First-principles study of mixed-halide perovskites RbSrBr3−𝑥I𝑥: Tuning physical properties through halide alloying

Abstract

This study employs first-principles density functional theory using GGA-PBE and hybrid HSE06 functionals to

systematically investigate halide substitution effects on the structural, electronic, elastic, and optical properties

of mixed-halide perovskites RbSrBr3−𝑥I𝑥 (𝑥 = 0 to 3). Progressive replacement of Br− with I− induces a 7.7%

lattice expansion and a phase transition from cubic to tetragonal, followed by a return to the cubic phase at

full iodination. All compositions are thermodynamically, mechanically, and dynamically stable, as confirmed

by negative formation energies, tolerance factors, Born stability criteria, and ab initio molecular dynamics.

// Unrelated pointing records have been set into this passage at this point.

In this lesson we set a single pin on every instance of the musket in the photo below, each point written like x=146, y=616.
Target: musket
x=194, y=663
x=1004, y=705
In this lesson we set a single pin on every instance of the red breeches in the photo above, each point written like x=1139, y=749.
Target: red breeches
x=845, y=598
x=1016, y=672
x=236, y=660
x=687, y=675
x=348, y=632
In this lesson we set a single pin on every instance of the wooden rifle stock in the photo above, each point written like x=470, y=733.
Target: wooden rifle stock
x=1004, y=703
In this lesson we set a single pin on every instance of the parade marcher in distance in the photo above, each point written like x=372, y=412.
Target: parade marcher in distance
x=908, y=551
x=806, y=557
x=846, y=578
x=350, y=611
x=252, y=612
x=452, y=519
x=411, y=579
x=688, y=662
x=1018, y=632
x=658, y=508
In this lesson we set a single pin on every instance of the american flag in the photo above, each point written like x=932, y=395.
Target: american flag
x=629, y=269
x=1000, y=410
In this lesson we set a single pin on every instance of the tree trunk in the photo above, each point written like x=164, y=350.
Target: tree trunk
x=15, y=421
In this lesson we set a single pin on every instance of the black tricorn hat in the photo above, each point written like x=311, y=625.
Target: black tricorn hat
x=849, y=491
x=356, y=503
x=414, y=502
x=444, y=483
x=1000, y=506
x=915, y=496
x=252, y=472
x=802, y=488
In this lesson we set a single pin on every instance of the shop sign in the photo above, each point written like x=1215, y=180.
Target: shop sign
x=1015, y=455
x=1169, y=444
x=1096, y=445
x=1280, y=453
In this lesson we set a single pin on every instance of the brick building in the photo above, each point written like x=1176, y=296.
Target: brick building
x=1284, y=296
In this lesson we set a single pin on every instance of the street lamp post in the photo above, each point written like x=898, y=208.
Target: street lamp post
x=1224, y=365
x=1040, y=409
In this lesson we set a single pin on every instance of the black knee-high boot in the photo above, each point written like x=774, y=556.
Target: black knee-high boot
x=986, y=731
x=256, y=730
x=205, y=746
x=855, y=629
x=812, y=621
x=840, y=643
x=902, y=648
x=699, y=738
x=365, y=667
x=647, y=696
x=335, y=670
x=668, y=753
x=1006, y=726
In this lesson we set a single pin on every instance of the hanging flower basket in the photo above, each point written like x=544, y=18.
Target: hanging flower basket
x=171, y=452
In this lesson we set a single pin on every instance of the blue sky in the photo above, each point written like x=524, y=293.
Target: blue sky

The

band gap remains indirect, decreasing from 4.94 eV to 4.20 eV with increasing iodine content. Bulk modulus

decreases from 16.9 GPa to 13.1 GPa, indicating softer bonding in I-rich phases. Optical studies reveal strong

compositional dependence of absorption and dielectric properties, making these materials promising candidates

for UV photodetectors, UV-responsive sensors, and radiation-shielding coatings.